The USD/CHF pair traded with a mild negative bias through the mid-European session and is currently placed at the lower end of its daily trading range, around the 0.9925-20 region.
The pair failed to capitalize on this week’s goodish rebound from three-week lows and once again faced rejection near the very important 200-day SMA. The pair met with some fresh supply on the last trading day of the week and for now, seems to have snapped two consecutive days of winning streak.

Stronger USD /risk-on mood failed to impress bulls

Bulls seemed rather unimpressed by the prevalent stronger sentiment surrounding the US Dollar – further backed by a goodish pickup in the US Treasury bond yields on Friday – and a positive mood around equity markets, which tends to weigh on traditional safe-haven currencies – including the Swiss Franc.

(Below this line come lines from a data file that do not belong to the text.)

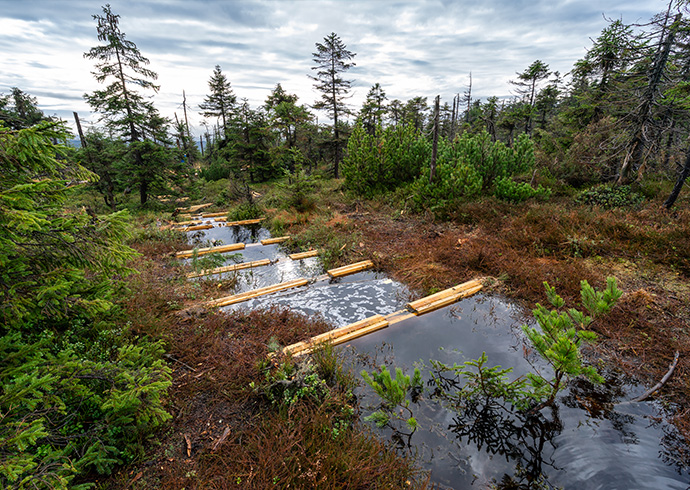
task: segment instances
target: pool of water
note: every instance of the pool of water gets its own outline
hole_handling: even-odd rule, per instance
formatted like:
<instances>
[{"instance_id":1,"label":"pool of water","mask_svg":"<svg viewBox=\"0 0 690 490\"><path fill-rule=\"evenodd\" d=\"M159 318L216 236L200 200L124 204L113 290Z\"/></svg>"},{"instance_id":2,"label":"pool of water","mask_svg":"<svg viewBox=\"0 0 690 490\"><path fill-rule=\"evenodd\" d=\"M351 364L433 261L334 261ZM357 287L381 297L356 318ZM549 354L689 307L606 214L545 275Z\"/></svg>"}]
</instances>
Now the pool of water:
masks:
<instances>
[{"instance_id":1,"label":"pool of water","mask_svg":"<svg viewBox=\"0 0 690 490\"><path fill-rule=\"evenodd\" d=\"M513 367L519 376L531 369L521 323L520 311L509 302L480 294L349 345L360 369L386 363L409 373L415 365L426 366L423 377L429 380L430 359L452 365L486 352L490 365ZM484 488L507 479L524 485L541 476L563 488L687 489L687 468L674 464L675 428L662 421L654 403L627 401L643 391L635 380L603 374L605 385L574 383L555 410L531 419L486 407L458 413L427 394L411 405L420 428L409 440L385 433L416 455L441 488ZM360 396L365 407L378 403L368 389Z\"/></svg>"},{"instance_id":2,"label":"pool of water","mask_svg":"<svg viewBox=\"0 0 690 490\"><path fill-rule=\"evenodd\" d=\"M239 238L256 243L269 236L262 228L238 228L209 230L204 237L223 243ZM242 251L241 260L260 258L279 261L242 272L240 290L298 277L314 278L323 272L316 259L285 259L278 245L257 245ZM401 310L408 299L409 291L403 285L380 274L361 272L227 309L280 304L310 316L321 315L339 327L376 313ZM428 381L430 359L452 365L486 352L490 365L512 367L513 375L521 376L533 366L548 369L526 350L519 328L525 321L523 312L509 301L478 294L391 325L340 349L357 371L386 364L409 373L419 366ZM678 457L679 448L684 448L682 438L663 421L661 407L654 402L629 402L644 387L624 373L602 374L604 385L594 387L577 381L559 395L553 409L544 409L535 417L496 406L458 412L425 391L410 406L419 423L413 434L373 430L390 438L400 451L416 457L431 471L432 482L439 488L486 488L493 482L503 482L499 488L689 488L688 468ZM357 395L364 407L363 416L379 402L366 385ZM543 487L537 486L540 481Z\"/></svg>"}]
</instances>

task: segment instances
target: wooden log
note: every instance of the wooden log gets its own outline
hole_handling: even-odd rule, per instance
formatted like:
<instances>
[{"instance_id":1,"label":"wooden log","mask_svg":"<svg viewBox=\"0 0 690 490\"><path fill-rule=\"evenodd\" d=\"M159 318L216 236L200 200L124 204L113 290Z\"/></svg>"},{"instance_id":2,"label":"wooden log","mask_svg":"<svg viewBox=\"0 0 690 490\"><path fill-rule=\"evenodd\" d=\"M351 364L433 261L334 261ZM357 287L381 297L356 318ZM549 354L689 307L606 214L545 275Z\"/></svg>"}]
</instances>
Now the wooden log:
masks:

Despite the reports related to an impeachment inquiry against the US President Donald Trump and the subsequent release of the full complaint letter from the ‘whistleblower’, the recent encouraging trade-related developments lifted the key USD Index to fresh two-week tops on Friday and remained supportive of improving risk sentiment.
Hence, the downtick could be solely attributed to some technical selling from a key techncail barrier and warrant caution before placing any aggressive bets for any further downfall ahead of Friday’s US macro releases – durable goods orders data and core PCE price index (the Fed preferred inflation gauge).
Friday’s US economic docket also highlights the release of Personal Income, Personal Spending and the final version of the September UoM Consumer Sentiment Index, which might further contribute towards producing some meaningful trading opportunities on the last day of the week.